TEUCER, DICTIME, MÉRIONE.

 

 

 

 

 

 

MÉRIONE. (1)

 

Seigneur, sans passion pourrez-vous bien m’entendre ?

 

TEUCER.

 

Parlez.

 

MÉRIONE.

 

Les factions ne me gouvernent pas.

Et vous savez assez que dans nos grands débats,

Je ne me suis montré le fauteur ni l’esclave

Des sanglants préjugés d’un peuple qui vous brave.

Je voudrais, comme vous, terminer l’erreur

Qui séduit sa faiblesse, et nourrit sa fureur.

Vous pensez arrêter d’une main courageuse

Un torrent débordé dans sa course orageuse ;

Il vous entraînera, je vous en averti.

Pharès a pour sa cause un violent parti,

Et d’autant plus puissant contre le diadème,

Qu’il croit servir le ciel et vous venger vous-même.
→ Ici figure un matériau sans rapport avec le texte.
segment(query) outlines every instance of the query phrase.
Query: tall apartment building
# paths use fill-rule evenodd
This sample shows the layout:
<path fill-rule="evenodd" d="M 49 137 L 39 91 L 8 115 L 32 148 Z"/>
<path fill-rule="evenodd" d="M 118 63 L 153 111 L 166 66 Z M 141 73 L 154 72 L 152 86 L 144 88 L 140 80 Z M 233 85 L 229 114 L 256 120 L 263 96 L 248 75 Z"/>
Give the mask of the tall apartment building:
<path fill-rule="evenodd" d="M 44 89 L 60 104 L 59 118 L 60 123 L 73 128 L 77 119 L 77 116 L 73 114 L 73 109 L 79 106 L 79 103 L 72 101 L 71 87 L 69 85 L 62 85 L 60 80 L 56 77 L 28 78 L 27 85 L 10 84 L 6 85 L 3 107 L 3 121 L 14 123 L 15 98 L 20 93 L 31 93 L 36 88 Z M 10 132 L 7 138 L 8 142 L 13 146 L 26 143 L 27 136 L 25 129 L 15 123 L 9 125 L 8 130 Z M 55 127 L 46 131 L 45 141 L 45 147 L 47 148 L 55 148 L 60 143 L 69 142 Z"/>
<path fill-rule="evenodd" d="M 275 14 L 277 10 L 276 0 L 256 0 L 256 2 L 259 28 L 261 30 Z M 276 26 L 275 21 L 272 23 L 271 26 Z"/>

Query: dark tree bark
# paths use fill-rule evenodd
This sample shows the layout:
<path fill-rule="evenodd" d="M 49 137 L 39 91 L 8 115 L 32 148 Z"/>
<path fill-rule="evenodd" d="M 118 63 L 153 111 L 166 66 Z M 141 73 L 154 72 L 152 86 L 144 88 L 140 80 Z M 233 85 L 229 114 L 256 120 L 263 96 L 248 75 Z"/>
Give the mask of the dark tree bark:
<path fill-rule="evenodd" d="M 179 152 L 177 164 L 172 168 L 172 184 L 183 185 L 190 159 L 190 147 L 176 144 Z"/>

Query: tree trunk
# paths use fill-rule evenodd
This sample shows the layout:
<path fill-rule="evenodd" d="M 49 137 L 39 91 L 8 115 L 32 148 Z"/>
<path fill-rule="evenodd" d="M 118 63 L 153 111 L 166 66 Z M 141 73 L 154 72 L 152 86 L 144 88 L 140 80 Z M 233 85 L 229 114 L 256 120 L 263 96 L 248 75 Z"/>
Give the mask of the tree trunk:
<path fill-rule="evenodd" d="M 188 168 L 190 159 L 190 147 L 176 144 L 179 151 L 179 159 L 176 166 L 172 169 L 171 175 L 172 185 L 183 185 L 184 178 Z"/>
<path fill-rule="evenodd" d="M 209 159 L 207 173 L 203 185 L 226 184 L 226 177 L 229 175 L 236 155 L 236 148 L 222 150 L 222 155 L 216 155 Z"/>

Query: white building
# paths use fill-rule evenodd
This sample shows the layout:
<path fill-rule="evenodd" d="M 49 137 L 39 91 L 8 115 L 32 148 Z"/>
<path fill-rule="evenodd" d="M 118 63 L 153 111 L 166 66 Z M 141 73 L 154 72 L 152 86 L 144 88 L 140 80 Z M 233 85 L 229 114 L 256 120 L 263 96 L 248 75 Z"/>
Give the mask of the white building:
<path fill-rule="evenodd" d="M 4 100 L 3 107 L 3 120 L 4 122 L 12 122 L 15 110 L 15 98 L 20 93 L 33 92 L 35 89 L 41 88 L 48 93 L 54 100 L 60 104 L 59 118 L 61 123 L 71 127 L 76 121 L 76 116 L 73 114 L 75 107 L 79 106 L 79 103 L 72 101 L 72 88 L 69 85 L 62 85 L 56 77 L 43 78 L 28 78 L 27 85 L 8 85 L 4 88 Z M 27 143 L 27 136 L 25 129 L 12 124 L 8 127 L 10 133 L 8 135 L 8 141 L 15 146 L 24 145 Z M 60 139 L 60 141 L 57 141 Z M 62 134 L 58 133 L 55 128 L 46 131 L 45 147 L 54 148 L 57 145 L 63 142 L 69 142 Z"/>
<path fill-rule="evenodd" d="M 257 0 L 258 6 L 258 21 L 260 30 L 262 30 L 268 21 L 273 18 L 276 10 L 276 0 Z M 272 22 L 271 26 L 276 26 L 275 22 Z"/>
« Quoi ! dit-il, dans nos champs la fille de Teucer,

A son père arrachée, expira sous le fer ;

Et, du sang le plus vil indignement avare,

Teucer dénaturé respecte une barbare !...

Lui seul est inhumain ; seul à la cruauté

Dans son cœur insensible il joint l’impiété ;

Il veut parler en roi, quand Jupiter ordonne ;

L’encensoir du pontife offense sa couronne :

Il outrage à la fois la nature et le ciel,

Et contre tout l’empire il se rend criminel… »

Il dit ; et vous jugez si ces accents terribles

Retentiront longtemps sur ces âmes flexibles,

Dont il peut exciter ou calmer les transports

Et dont son bras puissant gouverne les ressorts.

 

TEUCER.

 

Je vois qu’il vous gouverne, et qu’il sut vous séduire.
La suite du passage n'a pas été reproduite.